Seattle didn't play quite as well two nights later at home against Kootenay and once again were forced into overtime. This time Scott Eansor ended the suspense with the T-birds first OT winning goal of the season (in 4 games). I can't read into the players heads, but I know they read the standings and probably saw a five win Kootenay team on the schedule and thought the game wouldn't require the same kind of effort they put out versus Kamloops. Seattle had a slow start and, I think, lacked a bit of intensity. That changed when they found themselves down a goal after two periods. Seattle was pretty much in control the remainder of the game. They outshot the Ice 17-3 in the third period and found a tying goal on the power play before Eansor's extra time heroics sealed the win.

Saturday night may have been the team's most complete effort of the season in a 7-1 demolishing of the Central Division leading Medicine Hat Tigers. It started in net with Rylan Toth playing his best game as a T-bird. He wasn't tested much but he made a number of quality, confident saves including one off the opening faceoff. Seattle then began their barrage by scoring on their first shot, courtesy of Ryan Gropp. The T-birds then not only killed off two Tigers power play chances but held the WHL's best power play unit to zero shots. Shortly after each of the two Medicine Hat power plays ended, Seattle scored. That can be demoralizing to an opponent.

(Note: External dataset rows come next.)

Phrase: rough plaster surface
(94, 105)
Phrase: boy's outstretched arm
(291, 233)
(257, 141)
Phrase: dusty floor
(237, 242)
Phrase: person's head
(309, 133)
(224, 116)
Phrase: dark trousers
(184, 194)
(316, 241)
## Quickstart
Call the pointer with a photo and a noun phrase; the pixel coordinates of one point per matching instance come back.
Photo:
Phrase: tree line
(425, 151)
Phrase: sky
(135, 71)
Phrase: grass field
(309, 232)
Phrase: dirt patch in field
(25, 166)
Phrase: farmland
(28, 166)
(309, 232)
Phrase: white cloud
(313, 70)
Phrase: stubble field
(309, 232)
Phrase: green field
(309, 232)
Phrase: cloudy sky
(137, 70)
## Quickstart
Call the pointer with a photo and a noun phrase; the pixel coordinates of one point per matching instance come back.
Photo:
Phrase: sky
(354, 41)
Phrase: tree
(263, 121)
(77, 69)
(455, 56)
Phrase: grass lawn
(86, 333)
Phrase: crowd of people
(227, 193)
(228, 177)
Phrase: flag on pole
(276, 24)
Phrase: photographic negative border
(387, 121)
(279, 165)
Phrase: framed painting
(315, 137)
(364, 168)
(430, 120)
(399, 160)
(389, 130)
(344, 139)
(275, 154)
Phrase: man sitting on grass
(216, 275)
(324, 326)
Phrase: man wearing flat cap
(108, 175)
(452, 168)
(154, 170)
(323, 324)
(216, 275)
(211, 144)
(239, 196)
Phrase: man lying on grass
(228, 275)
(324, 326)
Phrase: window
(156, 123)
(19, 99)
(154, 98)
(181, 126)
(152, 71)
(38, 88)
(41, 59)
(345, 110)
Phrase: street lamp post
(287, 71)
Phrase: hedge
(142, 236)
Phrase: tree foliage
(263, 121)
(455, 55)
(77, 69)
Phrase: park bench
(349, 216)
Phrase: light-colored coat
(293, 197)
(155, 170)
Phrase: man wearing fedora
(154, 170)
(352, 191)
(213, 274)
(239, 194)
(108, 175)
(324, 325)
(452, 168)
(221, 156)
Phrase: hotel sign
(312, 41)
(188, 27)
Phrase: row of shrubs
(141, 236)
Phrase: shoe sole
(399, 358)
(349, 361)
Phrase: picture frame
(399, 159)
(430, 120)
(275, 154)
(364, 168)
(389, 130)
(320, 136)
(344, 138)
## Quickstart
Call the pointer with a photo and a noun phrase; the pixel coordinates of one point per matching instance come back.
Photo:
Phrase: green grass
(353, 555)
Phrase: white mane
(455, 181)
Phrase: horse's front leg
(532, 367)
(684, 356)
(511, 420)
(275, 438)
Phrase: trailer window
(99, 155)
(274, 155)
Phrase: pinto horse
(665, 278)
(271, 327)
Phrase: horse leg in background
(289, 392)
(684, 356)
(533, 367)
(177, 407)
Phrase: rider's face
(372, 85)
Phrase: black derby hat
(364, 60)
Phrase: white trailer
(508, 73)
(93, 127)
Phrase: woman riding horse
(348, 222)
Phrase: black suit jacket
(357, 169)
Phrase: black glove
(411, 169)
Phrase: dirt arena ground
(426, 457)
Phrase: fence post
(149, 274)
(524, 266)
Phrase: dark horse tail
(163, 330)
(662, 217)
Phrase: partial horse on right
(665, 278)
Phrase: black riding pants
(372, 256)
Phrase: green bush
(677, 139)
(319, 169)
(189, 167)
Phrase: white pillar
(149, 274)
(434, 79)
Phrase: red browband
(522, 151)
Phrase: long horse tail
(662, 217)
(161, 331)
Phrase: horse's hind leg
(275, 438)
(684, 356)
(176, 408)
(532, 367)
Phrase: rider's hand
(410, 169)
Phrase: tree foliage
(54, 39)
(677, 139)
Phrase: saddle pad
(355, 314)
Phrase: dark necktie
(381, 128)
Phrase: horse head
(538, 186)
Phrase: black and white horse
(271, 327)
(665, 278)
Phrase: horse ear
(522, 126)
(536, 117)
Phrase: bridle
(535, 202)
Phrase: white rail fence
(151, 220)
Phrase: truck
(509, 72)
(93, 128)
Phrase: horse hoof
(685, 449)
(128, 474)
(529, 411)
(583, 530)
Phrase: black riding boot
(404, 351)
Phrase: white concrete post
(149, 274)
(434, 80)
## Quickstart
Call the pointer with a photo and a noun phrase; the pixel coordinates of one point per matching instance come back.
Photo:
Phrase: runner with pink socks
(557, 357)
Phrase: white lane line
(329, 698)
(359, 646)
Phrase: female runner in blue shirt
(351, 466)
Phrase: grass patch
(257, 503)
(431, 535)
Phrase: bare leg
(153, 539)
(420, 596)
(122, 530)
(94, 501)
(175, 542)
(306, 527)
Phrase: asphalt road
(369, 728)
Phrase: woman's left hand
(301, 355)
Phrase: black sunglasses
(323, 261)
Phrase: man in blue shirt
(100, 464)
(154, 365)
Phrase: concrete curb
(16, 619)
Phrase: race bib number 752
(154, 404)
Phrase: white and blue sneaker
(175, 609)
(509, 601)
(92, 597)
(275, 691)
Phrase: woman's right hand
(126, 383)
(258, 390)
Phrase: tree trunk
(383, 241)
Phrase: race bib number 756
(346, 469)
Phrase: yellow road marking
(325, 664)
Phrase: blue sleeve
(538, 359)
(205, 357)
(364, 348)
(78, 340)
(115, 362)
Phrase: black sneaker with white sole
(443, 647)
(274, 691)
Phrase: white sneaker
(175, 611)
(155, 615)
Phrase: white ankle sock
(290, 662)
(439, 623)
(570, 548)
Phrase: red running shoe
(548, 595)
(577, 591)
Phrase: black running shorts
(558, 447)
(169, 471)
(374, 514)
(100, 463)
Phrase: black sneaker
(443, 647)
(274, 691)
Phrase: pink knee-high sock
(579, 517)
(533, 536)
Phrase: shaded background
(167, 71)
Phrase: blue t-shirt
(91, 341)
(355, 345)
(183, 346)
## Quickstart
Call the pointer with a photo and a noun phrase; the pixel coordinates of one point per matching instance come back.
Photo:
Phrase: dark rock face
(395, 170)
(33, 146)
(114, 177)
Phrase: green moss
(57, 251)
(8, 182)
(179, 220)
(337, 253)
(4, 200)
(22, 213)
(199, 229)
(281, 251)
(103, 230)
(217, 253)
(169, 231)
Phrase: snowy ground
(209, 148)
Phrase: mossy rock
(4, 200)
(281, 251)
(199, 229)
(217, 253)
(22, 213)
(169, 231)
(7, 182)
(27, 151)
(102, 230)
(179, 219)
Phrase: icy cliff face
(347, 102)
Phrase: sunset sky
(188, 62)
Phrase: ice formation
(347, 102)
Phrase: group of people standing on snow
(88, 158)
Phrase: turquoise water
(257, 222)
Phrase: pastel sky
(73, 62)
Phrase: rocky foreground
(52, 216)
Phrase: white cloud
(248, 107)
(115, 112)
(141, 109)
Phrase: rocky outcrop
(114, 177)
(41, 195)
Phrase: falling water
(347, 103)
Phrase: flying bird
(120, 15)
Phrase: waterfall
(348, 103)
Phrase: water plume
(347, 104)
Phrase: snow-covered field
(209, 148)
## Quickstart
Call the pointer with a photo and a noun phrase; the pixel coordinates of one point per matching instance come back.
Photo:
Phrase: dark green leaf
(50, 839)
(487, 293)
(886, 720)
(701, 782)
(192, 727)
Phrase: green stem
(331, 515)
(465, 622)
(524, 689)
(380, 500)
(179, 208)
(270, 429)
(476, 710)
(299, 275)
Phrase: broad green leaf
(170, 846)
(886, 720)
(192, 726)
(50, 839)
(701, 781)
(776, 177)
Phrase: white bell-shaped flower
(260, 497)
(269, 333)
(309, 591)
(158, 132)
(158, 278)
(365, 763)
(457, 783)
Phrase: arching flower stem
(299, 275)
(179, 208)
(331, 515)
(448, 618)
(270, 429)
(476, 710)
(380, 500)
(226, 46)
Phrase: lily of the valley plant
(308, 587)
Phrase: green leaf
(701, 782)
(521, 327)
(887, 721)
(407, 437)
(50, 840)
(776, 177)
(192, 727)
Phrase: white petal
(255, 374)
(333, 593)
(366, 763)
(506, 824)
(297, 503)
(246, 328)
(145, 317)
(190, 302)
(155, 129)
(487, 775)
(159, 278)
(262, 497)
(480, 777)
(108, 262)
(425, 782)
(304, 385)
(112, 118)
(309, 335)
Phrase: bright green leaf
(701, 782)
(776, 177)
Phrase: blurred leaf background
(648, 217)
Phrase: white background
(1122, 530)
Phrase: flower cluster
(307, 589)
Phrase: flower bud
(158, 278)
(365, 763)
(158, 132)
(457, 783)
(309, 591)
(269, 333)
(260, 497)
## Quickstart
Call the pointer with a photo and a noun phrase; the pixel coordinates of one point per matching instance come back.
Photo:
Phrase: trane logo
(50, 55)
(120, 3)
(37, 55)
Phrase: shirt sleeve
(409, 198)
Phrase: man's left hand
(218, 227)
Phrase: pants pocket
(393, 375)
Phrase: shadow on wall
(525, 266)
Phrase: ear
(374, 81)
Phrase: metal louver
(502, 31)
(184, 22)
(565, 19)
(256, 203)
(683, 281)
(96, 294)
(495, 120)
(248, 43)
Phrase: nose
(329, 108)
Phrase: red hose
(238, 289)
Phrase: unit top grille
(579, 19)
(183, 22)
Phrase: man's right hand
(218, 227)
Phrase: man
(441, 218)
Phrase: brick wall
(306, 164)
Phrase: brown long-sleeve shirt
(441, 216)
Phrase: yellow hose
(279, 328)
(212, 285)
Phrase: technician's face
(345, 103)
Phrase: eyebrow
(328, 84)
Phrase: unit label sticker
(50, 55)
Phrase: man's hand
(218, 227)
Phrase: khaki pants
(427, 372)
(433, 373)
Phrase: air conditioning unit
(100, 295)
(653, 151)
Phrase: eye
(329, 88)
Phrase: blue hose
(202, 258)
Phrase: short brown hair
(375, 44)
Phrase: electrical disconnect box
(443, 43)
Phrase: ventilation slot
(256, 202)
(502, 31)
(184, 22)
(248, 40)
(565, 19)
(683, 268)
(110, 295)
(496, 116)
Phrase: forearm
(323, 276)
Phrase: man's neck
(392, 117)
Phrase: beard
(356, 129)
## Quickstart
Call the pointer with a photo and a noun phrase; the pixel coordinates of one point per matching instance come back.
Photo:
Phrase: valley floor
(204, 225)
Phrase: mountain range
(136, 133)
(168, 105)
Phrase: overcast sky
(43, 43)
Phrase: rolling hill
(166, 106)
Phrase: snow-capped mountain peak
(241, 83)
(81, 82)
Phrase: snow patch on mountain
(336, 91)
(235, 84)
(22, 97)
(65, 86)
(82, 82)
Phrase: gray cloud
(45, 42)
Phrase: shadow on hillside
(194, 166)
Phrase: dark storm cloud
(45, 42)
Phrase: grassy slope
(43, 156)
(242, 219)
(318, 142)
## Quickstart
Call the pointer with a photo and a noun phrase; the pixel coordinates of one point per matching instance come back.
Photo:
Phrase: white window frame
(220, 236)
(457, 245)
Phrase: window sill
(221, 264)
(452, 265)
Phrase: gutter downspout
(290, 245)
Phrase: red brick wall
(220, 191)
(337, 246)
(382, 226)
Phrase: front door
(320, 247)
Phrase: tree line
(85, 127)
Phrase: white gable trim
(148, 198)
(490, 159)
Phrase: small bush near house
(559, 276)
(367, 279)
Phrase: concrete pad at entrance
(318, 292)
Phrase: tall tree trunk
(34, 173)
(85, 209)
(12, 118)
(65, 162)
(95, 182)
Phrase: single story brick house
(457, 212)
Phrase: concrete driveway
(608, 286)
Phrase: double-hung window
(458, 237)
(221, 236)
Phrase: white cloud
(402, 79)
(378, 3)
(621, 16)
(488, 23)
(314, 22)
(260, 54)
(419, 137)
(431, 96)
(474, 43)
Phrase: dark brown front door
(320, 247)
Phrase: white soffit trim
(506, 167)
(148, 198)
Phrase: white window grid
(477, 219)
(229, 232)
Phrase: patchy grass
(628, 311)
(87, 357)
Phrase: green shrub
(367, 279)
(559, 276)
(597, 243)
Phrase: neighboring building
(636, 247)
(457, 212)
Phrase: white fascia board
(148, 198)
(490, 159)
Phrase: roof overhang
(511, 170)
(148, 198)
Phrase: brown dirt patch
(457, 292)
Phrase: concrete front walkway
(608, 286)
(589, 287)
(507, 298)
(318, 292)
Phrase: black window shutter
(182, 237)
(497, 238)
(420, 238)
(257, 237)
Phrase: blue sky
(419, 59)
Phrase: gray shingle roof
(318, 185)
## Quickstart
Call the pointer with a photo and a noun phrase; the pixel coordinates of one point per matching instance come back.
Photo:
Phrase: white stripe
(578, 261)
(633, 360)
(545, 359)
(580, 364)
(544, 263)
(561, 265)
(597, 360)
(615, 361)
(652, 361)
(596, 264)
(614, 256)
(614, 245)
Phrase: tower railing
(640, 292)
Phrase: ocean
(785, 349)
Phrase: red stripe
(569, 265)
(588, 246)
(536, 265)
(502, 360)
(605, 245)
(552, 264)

Instead of letting off the gas with that three goal lead, Seattle continued their onslaught in the second period with three goals from three different goal scorers. And while they didn't score on the power play (they only had three PP chances), that too looked dangerous.

Up by six going into the final period might seem an ideal time to coast to the finish line but I appreciated how the team stuck to the game plan, continued to attack, continued to block shots and added to the lead with a second Donovan Neuls goal.

My T-birds Three Stars of the week.

Third Star: C/W Matthew Wedman. Wedman is normally on the third line with Alexander True and Donovan Neuls. On occasion this past week Coach Konowalchuk has pushed him onto the first line with Mat Barzal and Ryan Gropp. Whatever line he's been on this week, he has produced. He's really starting to use his size and physicality around the opposing goal. As a result he finished the week with five points (1g, 3a) and was +4.

Second Star: D Ethan Bear. Bear is riding a five game goal scoring streak and in that streak he has two game winners. He compiled six points in three games this week (3g, 3a), averaging two points a game. He is now currently second on the team in scoring to Eansor and is approaching point a game status for the season.

First Star: Center Matt Barzal. No coincidence that Seattle's success over their past 11 games coincides with Barzal's return to the lineup. Since he rejoined the team from the NHL they are 8-1-2-0. The trick will be for them to keep it up when he leaves here shortly for World Juniors and won't return until early January. Over his last three games he's earned eight points (1g 7a) over his last five games he has 15 pts. (2g, 13a).